What I'm looking for is much simpler:

Imagine a language (as simple as PHP) where you can do things like database queries, act on it, perform file manipulations, perform folder manipulations, etc.

The main function, however, should be: if the power dies and the thing restarts, it takes the place where it stopped (therefore, it not only remembers where it was, but also remembers the states of the variables). Also, if it stopped in the middle of the file machine, it will also resume correctly. etc.

And last, but not least, if the connection to the database drops and cannot be restored, the language simply stops and signals (possibly syslog) for human intervention, and then continue where it was stopped.

A language like this will greatly facilitate the programming of services.

EDIT: It seems (judging by all the comments and answers) that such a system does not exist. And, probably, he won’t be in the near foreseeable future due to the fact that he (next to him) cannot be right.

Too bad .... again I am not looking for this language (or framework) to deliver me to the moon or use it to observe someone's heart. But for small periodic services / tasks that always end up with load on bordercases code processing (power failure somewhere in the middle, connections are reduced and not returned) ... where there is a pause here ... fix problems, ... . and continue where you left off will work well.

(or a checkpoint approach, as one of the commentators pointed out (for example, in a video game). Set a checkpoint .... and if the program dies, restart here next time.)

Award for reward: At the last possible minute, when everyone came to the conclusion that it was impossible to do, Stephen C comes up with napier88, which seems to have the attributes that I was looking for. Although it is an experimental language, it proves that it can be done, and it is something worth exploring more.

I will be looking to create my own framework (with a constant state and snapshots) to add the features I'm looking for in .Net or another virtual machine.

Thank you all for your contribution and great ideas.

+41
programming-languages language-design
Sep 10 '09 at 7:53
source share
28 answers

There is an experimental language called Napier88, which (in theory) has some signs that it is a disaster. The language supports Orthogonal Persistence, and in some implementations it expands (expands) to include the state of the entire calculation. In particular, when the Napier88 runtime system checks the running application for persistent storage, the current state of the stream will be included in the checkpoint. If the application then crashed and you restarted it correctly, you can resume the calculation from the checkpoint.

Unfortunately, there are a number of difficult problems that need to be resolved before the technology is ready to be used for the most part. These include identifying ways to support multithreading in the context of orthogonal persistence, figuring out how to allow multiple processes to share persistent storage, and scalable garbage collection from persistent storage.

And there is the problem of performing orthogonal resistance in the main language.

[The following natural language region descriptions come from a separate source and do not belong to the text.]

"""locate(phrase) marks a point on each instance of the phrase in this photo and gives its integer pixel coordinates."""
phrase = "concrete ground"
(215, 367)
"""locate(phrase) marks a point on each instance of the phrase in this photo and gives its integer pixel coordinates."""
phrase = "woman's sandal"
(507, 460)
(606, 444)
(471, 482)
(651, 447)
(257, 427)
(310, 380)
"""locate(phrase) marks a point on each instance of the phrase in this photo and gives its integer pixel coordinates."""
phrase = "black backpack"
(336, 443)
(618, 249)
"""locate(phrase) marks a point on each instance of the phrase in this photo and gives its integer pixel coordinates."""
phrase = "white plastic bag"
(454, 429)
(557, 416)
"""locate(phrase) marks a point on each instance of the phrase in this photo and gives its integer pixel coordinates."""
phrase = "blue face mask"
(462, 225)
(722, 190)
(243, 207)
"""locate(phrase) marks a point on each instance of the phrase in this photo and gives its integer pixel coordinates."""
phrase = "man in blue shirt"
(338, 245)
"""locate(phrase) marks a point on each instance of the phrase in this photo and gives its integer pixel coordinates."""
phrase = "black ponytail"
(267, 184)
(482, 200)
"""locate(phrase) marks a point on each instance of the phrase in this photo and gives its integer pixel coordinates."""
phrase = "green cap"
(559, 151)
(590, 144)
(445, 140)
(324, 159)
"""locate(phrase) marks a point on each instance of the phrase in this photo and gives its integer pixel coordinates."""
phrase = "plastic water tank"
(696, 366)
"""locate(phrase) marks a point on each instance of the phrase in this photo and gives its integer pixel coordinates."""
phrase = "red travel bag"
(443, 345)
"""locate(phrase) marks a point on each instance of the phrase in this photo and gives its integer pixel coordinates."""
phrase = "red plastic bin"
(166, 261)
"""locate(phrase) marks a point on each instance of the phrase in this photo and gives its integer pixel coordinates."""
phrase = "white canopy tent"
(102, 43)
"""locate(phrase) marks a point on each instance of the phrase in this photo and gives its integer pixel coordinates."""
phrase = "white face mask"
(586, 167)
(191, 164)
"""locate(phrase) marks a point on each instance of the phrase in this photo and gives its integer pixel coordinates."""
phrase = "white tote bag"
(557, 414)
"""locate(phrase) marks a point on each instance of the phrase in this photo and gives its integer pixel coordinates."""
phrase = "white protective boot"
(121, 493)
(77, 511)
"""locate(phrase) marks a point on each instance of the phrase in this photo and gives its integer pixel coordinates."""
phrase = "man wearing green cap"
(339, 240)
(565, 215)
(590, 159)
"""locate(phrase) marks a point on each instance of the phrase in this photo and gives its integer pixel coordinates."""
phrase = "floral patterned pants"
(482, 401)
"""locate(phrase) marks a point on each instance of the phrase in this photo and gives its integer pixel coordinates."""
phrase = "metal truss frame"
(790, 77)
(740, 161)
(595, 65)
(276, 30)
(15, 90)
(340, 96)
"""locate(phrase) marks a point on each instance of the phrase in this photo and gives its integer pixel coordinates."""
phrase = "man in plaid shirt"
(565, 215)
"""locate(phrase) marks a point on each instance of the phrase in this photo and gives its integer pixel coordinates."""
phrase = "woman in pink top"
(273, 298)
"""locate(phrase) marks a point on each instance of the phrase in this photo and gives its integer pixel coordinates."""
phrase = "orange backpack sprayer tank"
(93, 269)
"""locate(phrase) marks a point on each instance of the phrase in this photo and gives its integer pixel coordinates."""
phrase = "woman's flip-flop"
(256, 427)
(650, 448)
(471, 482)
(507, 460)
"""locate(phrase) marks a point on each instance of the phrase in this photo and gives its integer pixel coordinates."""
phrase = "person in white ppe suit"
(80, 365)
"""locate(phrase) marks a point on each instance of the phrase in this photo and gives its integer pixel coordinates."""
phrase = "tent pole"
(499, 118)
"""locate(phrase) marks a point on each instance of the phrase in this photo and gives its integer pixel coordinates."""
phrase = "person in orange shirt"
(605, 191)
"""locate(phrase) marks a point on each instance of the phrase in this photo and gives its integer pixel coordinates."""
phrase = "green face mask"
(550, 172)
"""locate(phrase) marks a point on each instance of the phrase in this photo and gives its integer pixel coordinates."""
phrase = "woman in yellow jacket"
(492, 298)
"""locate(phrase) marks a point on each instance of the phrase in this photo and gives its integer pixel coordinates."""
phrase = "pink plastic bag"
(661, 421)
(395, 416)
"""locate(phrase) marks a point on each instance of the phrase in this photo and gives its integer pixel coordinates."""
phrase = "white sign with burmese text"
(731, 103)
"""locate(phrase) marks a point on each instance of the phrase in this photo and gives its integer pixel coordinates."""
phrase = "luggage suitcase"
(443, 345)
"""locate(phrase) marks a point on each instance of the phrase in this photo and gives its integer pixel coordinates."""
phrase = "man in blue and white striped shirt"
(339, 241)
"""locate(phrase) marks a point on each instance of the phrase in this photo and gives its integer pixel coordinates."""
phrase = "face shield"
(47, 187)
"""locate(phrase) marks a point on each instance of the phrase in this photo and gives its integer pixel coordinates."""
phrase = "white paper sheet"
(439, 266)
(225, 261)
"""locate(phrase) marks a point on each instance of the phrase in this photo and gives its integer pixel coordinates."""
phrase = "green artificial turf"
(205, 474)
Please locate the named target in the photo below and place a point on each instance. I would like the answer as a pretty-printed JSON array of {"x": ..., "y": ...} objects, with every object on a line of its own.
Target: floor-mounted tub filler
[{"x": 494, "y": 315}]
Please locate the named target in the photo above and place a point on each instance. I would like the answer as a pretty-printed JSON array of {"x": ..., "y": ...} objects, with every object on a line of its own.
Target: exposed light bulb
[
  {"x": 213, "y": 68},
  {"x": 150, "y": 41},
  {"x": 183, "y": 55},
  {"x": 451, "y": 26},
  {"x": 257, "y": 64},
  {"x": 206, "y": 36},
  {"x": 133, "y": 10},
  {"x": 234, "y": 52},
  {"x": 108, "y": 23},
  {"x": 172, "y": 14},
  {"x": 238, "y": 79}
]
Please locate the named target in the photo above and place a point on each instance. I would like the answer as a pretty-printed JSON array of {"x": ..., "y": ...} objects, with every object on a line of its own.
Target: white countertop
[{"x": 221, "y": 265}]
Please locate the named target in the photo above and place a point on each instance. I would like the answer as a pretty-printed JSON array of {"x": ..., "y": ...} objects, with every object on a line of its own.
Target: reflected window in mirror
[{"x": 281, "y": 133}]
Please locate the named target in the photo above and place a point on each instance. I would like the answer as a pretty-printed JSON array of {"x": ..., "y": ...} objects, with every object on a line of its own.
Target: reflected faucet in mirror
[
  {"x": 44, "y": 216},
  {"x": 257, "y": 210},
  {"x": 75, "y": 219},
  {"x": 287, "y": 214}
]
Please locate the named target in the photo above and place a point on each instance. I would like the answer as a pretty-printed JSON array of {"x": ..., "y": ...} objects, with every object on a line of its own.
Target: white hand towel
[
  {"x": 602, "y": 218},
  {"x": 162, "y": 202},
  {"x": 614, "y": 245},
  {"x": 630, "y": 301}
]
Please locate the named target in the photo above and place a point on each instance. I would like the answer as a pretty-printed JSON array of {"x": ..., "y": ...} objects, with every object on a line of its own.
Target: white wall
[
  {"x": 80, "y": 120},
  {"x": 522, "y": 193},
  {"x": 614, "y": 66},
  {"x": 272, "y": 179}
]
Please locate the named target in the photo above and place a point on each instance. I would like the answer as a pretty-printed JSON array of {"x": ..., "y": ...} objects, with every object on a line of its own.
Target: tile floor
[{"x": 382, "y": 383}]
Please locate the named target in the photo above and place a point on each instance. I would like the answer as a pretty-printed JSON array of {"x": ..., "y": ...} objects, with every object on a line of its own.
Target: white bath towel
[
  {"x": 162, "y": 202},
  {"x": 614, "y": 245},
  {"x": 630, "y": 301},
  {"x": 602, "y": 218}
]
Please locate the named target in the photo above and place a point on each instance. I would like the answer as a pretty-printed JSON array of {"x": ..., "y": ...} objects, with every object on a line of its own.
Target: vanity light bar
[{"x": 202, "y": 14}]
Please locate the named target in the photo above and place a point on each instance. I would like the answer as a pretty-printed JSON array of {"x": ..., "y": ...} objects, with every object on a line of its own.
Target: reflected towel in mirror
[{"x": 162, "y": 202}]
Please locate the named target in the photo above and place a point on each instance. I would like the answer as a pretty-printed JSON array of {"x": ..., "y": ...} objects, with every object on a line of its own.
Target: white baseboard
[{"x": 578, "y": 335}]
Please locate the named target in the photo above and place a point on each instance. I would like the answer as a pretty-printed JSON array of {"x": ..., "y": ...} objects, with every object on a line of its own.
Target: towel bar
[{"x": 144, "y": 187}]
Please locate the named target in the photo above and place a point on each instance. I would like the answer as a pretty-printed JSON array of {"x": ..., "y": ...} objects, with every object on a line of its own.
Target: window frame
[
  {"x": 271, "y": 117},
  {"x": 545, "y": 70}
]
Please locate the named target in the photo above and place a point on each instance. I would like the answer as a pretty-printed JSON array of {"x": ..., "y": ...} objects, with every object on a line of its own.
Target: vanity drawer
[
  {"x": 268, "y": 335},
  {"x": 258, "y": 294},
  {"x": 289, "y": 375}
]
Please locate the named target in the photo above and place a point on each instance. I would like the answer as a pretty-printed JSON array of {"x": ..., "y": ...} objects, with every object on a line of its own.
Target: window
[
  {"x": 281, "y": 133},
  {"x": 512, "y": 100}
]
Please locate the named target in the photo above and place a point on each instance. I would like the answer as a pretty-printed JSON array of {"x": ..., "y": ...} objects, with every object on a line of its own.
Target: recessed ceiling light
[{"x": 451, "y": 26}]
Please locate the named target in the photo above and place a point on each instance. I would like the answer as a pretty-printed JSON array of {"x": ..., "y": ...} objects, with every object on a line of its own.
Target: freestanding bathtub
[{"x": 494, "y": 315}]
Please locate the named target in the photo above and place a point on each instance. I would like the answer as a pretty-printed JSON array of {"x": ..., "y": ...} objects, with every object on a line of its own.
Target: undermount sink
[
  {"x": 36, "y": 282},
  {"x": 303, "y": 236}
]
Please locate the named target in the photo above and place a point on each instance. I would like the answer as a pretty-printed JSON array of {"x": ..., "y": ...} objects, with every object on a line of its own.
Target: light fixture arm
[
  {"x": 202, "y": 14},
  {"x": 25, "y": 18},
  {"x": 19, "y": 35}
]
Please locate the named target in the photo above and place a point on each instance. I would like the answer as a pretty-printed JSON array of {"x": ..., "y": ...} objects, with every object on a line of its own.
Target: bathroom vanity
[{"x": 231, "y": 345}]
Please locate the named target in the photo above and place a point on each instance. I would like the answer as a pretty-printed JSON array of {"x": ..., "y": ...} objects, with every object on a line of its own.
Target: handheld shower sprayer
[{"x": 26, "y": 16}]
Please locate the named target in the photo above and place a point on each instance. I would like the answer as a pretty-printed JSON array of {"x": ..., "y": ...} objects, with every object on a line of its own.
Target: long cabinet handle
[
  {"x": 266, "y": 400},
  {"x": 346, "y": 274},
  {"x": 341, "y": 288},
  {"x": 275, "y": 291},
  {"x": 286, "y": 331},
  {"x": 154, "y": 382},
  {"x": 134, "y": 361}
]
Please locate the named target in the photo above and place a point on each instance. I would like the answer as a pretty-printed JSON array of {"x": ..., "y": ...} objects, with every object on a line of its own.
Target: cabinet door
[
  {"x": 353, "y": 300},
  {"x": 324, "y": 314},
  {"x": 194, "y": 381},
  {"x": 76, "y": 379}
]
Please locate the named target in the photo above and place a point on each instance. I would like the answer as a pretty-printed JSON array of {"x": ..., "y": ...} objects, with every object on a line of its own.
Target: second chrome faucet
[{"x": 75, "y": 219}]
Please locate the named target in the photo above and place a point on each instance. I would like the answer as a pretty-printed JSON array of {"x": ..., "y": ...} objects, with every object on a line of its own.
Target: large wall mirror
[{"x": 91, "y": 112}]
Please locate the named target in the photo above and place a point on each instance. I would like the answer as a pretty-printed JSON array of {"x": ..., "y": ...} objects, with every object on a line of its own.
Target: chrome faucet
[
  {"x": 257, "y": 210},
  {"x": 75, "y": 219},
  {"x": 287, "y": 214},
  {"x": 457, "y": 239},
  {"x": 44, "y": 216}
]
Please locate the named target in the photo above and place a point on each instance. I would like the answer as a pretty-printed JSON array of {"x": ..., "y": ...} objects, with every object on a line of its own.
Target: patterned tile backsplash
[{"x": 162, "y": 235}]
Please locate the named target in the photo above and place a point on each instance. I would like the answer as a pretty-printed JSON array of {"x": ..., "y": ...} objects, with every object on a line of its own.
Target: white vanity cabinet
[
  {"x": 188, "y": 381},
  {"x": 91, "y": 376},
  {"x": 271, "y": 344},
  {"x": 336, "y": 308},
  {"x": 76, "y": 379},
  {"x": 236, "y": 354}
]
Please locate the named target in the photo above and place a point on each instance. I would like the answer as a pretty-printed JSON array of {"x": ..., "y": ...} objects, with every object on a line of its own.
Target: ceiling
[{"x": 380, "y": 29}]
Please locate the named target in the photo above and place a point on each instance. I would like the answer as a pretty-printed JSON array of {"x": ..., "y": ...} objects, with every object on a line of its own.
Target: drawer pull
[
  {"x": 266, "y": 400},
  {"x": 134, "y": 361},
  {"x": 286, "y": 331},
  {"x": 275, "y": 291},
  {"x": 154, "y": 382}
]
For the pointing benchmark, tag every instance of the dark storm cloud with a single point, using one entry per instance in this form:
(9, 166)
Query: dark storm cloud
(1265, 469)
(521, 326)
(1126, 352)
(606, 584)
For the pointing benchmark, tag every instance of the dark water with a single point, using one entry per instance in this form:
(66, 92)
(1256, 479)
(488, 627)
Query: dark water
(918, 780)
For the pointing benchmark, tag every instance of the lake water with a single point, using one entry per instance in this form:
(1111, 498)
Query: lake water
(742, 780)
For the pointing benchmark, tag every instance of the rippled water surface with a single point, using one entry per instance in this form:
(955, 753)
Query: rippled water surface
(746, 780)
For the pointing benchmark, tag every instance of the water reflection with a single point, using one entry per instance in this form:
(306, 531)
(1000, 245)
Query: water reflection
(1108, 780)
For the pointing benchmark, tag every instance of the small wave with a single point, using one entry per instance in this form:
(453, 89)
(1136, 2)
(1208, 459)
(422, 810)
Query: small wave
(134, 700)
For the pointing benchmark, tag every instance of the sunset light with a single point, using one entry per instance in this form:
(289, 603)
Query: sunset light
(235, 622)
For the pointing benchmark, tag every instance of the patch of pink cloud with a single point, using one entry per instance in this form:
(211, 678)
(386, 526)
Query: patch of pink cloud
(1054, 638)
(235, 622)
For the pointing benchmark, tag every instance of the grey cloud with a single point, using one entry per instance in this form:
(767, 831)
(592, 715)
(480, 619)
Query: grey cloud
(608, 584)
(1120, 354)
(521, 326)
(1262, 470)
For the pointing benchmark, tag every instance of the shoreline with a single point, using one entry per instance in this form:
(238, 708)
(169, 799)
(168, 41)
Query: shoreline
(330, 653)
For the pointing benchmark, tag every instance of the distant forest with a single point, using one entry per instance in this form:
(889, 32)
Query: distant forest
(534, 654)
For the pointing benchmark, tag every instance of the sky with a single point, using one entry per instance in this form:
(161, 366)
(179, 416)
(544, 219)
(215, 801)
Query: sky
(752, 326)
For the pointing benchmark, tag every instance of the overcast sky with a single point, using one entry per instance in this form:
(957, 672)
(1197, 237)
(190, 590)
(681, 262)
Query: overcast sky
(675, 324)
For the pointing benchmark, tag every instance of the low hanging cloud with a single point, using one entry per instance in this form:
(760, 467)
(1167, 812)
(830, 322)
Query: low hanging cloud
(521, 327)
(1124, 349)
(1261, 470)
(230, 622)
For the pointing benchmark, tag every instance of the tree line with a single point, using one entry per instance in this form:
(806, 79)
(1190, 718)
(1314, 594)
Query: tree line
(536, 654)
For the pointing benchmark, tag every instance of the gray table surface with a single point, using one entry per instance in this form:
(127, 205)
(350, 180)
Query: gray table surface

There have been attempts to make OP in Java, including those made by people associated with Sun (the Pjama project), but at the moment there is nothing active. JDO / Hibernate approaches are more popular these days.




I must point out that Orthogonal Resilience is not really a disaster in the big sense. For example, it cannot deal with:

  • reconnection, etc. with "external" systems after a restart,
  • application errors that cause corruption of stored data, or
  • data loss due to something knocking the system between checkpoints.

For them, I do not believe that there are common solutions that would be practical.

+11
Sep 18 '09 at 23:55
source share
+59
Sep 10 '09 at 8:05
source share

Program Transactional Memory (STM) combined with non-volatile RAM is likely to satisfy the revised OP issue.

STM is a method of implementing "transactions", for example, sets of actions that are performed efficiently as an atomic operation or not performed at all. Typically, the goal of an STM is to enable highly parallel programs to interact over shared resources in a way that is easier to understand than traditional programming with locking this resource, and possibly reduces overhead due to the highly optimistic programming locking style.

The basic idea is simple: all records and records inside a transaction block are written (somehow!); if at the end of each of these transactions they conflict with any two threads (read / write or write-write conflicts) at the end of any of their transactions, one is selected as the winner and continues, and the other is forced to roll back its state before the transaction begins and re-execute.

If someone insisted that all calculations were transactions, and the state at the beginning (/ end) of each transaction was stored in non-volatile RAM (NVRAM), a power failure could be considered as a transaction failure, leading to a “rollback”, calculations will be carried out only from transactional states in a reliable way. NVRAM these days can be implemented using flash memory or a backup battery. It may take a lot of NVRAM because programs have many states (see Minicomputer Story at the end). Alternatively, committed state changes can be written to log files that were written to disk; This is the standard method used by most databases and reliable file systems.

The current question with STM is how expensive is it to keep track of potential transaction conflicts? If the implementation of STM slows down the machine by a significant amount, people will live with existing slightly unreliable schemes, and not abandon this performance. So far, the story is not very good, but research is early.

People did not develop languages ​​for STM at all; for research purposes, they are mostly advanced Java with STM (see post in ACM article in June this year). I heard that MS has an experimental version of C #. Intel has an experimental version for C and C ++. The wikipedia page has a long list. And functional programmers, as usual, argue that the free side effects of functional programs make STM relatively trivial to implement in functional languages.

If I remember correctly, back in the 70s there was significant early work in distributed operating systems in which processes (state of code +) could move trivially from machine to machine. I believe that several of these systems explicitly allow the node to crash and can restart the process in the failed node from the save state to another node. An early key work was Dave Farber's Distributed Computing System . Since language design was popular in the 70s, I recall that DCS had its own programming language, but I don’t remember the name. If DCS did not resolve the failure and reboot of the node, I am sure that this happened on research systems.

EDIT: The 1996 system that appears at a glance to possess the desired properties is documented here . His concept of atomic transactions is consistent with the ideas of STM. (Goes to prove that under the sun there is nothing new).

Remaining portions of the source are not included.